Ele havia falado aquela frase com tanta força de espírito e convicção, que mesmo sabendo que ele era considerado um loco, não hesitei em pensar sobre a frase. Passei horas pensando no que ele queria dizer com a frase. Um vaso só pode ser cheio até a borda, nem uma gora a mais... nem uma gota a mais. Não sei se o entendi da mesma forma que ele quis me passar, ou se isso não era nem para se entender. O que realmente eu pude sentir foi que ele queria me falar algo sobre a tolerância, sabe as pessoas toleram tudo, até não poderem mais, ou seja, só até a borda dos seus próprios vasos, porém depois que uma gota a mais é colocada, elas acampam perdendo o equilíbrio emocional, psicológico e acabam sendo consideradas loucas, mesmo que essa loucura seja a completa compreensão do ser de uma forma metafórica. Não passam de loucas. Não sei se foi bem isso que André quis falar, por isso, não vou me prender a essa filosofia, espero que cada leitor ache sua teoria para as últimas e primeiras palavras de Andrés comigo.
Já estava saindo do manicômio , quando ouvi um barulho, olhei para traz e lá estava André. Ele havia pulado do sexto andar, mas, mesmo estando morto, ele tinha uma cara de liberdade e alegria.
Só se pode encher um vaso ate a borda e nem uma gota a mais.

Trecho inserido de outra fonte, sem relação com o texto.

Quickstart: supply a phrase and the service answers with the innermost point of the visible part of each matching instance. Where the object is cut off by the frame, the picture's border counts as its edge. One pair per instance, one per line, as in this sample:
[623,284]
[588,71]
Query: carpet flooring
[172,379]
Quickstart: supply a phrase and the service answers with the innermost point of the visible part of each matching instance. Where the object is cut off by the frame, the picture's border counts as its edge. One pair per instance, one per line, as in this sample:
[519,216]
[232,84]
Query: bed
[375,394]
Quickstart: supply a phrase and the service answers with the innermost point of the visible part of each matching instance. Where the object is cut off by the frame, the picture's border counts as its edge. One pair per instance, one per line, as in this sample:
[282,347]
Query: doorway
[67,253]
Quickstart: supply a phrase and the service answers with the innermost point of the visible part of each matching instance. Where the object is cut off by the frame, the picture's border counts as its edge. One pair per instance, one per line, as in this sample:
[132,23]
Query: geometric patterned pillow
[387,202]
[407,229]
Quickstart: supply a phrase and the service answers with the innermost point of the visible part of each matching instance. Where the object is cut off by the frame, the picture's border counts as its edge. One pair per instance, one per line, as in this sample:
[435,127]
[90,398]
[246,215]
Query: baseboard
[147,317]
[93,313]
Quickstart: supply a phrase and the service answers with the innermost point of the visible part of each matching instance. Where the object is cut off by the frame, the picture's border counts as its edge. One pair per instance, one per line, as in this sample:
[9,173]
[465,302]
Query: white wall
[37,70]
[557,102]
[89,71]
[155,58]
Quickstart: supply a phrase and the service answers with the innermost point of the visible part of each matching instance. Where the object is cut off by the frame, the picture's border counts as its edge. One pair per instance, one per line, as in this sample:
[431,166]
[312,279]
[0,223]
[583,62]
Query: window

E lá estava André depois de receber a sua gota a mais.

4 comentários:

Anônimo disse...

Eitaaaaaaaaa!
gostei bastante!
suas ideias sempre são boas, e a metáfora do limite e da tolerância são fantásticos.
surpreendente!
não vou comentar aqui nada em termos filosóficos...
deixo o psicologico imperar aqui!
TDB!!!

birdie disse...

uma gota a mais faz toda a diferença... :*

Fiuza disse...

Sem dúvida, o texto está lindo.
O contexto em que a frase se insere tá ideal. Ótimo, Dudu.Vc caprichou!

Fiuza disse...

Tu já imaginou, Dudu, que a gota última pode tirar do vaso uma que já estava lá?
O limite da tolerância não impede
que a pessoa reveja seus conceitos, acabando por tolerar algo que é novo ou que outrora não tolerava. Pensei dessa forma tb!